Search code examples
mongodbaws-documentdbmongodumpmongorestoremongodb4.0

Rename database and indexes during mongorestore


I'm migrating data from a mongo 4.0 server to aws documentdb (docdb4.0 family), and I've run into the error createIndex error: namespace name generated from index name is too long which has been reported with some frequency. However, I have not seen this specific question answered, nor have I found any examples of what I'm trying to accomplish.

I need to rename both the database, and the too-long indexes upon the mongorestore. The old database had a long suffix on it that needs to be removed in the documentdb instance, and the index names are longer than the documentdb limit.

Currently, my mongorestore command looks like this:

mongorestore \
--stopOnError \
-v \
--nsFrom="myapp_long_suffix_here.*" --nsTo="myapp.*" \
--nsFrom="myapp.datadocs.1:metadata.17:duplicate_call.1:duplicate_of_datadoc_id_1" --nsTo="myapp.datadocs.duplicate_of_datadoc_id" \
--nsFrom="myapp.datadocs.1:metadata.3:publisher_id_1_1:metadata.1:created_at_1" --nsTo="myapp.datadocs.publisher_id_created_at" \
--nsFrom="myapp.datadocs.1:metadata.17:duplicate_call.3:duplicate_reason_1" --nsTo="myapp.datadocs.duplicate_reason" \
--nsFrom="myapp.datadocs.2:parsed_message.11:from_addr_sha256_hash_1" --nsTo="myapp.datadocs.from_addr_hash" \
--gzip \
--archive=mongodb-0_myapp_datadocs_2014.archive.gz

The above command renames the database as expected, and restores all of the documents, but fails to create any indexes, failing with the error createIndex error: namespace name generated from index name is too long as noted above.

I have a few questions about this:

  1. Is there a way to know or find out which specific indexes it's referring to?
  2. Is there a way to know how the namespace name that's being generated is being generated (perhaps I'm specifying my index names improperly in the nsFrom/nsTo flags?)
  3. Is it possible that the nsFrom/nsTo flags that rename the database are impacting the ability to use those flags for indices because they use wildcards?

Any other advice or examples of anyone having done this successfully are welcome. Also, if this approach won't work, how would you recommend doing a restore of all documents and indexes in a 1TB+ collection in documentdb 4.0 set up in a replicaset (so, not standalone, which means db.reIndex() won't work, as I understand it)?

Thanks for your help & advice.


Solution

  • The index name max limit in Amazon DocumentDB is 63 characters. See the quotas and limits page from the documentation.
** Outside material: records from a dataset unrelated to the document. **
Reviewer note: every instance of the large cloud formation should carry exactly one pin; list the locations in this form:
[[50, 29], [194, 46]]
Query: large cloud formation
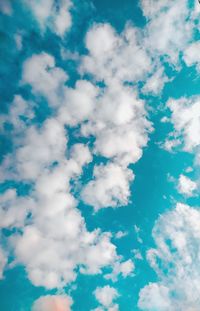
[[176, 262]]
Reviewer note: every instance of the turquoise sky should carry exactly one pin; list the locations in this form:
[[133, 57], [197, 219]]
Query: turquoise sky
[[99, 149]]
If a name for an index is not specified, the name is generated from concatenating the fields of the compound index.

    What I suggest for your case is the following:

    • Get the index tool from Amazon DocumentDB tools repo - https://github.com/awslabs/amazon-documentdb-tools/tree/master/index-tool
    • Export the indexes from MongoDB using the tool
    • Check for issues with: documentdb_index_tool.py --show-issues --dir <directory that contains index metadata dump>
    • If you get the index name greater than 63 characters, then modify the .json files containing the index definitions and adjust the name field accordingly
    • Once issues were fixed, restore indexes to Amazon DocumentDB using the same tool
    • Finally, mongorestore with the --noIndexRestore option

    Pre-creating the indexes will also boost restore times, is much faster this way than creating the indexes on existing data.